The abalone then goes back into the water for about three months, a much shorter growing time than oyster pearls, which can take 18 months to several years to grow. Cross said young abalone grows nacre at a much faster rate. When enough nacre has covered the implant, the pearl is cut out with a high-frequency diamond drill.
From a jeweler's point of view, mabé pearls are considered less valuable than full round pearls because they can't be strung into necklaces and must be set into rings, pendants or earrings.
Arthur Seavey, co-owner of Monterey Abalone Co., located in the city by that name, said his aquaculture operation tried growing mabé pearls in the 1990s. After about five years, however, he gave up because of the high mortality rate of the abalone and the low percentage of marketable pearls they produced. The consumer's attitude toward mabé pearls didn't help his fledgling venture either.

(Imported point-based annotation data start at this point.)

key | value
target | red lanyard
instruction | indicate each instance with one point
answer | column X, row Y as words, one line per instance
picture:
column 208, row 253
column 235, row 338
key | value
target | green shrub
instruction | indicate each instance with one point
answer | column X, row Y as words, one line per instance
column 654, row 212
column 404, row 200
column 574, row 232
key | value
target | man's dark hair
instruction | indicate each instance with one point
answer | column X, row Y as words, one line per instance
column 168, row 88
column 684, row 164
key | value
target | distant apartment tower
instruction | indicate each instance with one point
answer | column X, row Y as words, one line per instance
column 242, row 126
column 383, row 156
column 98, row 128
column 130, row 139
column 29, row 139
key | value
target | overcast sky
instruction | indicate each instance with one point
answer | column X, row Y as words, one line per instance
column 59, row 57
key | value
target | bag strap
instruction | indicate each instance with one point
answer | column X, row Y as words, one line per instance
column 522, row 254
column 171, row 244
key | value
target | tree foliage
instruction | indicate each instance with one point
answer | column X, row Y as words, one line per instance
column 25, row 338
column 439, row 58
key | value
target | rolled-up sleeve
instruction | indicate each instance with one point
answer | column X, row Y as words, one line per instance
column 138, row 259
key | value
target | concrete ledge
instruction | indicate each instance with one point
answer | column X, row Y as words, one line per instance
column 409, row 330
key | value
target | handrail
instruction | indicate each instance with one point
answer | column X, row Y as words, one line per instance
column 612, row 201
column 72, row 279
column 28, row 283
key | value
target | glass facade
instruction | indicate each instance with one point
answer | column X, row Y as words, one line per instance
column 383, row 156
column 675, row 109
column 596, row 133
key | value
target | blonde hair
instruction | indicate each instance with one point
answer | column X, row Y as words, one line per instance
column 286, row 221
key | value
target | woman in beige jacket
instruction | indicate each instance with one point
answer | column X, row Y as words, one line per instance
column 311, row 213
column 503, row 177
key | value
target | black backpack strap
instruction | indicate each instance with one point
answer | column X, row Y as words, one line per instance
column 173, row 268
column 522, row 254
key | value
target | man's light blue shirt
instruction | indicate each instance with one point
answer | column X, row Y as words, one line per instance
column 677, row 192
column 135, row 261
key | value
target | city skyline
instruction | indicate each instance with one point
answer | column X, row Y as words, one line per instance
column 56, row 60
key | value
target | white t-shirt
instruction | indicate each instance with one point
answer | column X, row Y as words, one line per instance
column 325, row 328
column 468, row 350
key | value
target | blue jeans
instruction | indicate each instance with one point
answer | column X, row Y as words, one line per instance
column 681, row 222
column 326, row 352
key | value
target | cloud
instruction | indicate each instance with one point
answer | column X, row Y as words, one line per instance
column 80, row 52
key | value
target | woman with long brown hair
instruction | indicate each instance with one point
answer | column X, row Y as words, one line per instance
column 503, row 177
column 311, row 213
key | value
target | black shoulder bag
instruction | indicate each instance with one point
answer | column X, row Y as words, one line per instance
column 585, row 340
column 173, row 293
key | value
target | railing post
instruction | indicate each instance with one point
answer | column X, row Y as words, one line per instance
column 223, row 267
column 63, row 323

"I remember people saying, ?Oh, that's not a pearl. What is that?' It's a mabé pearl," Seavey said. "Well, they've never heard of it. It's not a pearl because it's not round."
At least one California aquaculture farm, US Abalone in Davenport, Santa Cruz County, is currently culturing mabé pearls from abalone.
Cross said mabé pearls have a different versatility in that he can easily grow virtually any shape he wants by using different implant designs--from popular iconic images of Mickey Mouse, Elvis Presley and the Nike swoosh to panda bears, nautical symbols and the Rolling Stones.
But would consumers buy a Mickey Mouse pearl? Wouldn't such a product cheapen the very mystique and status appeal of the treasured gem?
"What people are buying here isn't a pearl first. It's a brand or an icon or logo first," Crowe said. "It isn't the pearl per se, it's the logo realized in pearls. We've always had the logo. We've always had the image. But what if we can make that in pearl? That would be cool."
Another important selling point is that the pearls will be affordable--from $35 to $175 at the retail level. And each pearl will be real and unique, not only by virtue of the design but also by the very nature of how the animal created them.
"We can take any design concept and build all these separate shapes, culture them, get them into Tiffany's and they can build exquisite pieces around them," Cross said.
Pearl culturing also gives aquaculture farmers an additional economic incentive to replenish the world's diminishing marine population, he said.
"That's what's happened in the Sea of Cortez," said Cross. "Because of the project down there for cultured pearls, the baby oysters that they've grown are now in the natural system, where before, they were wiped out.
"Aquaculture is needed. The way to keep this stuff going on the planet is to encourage it through animal husbandry."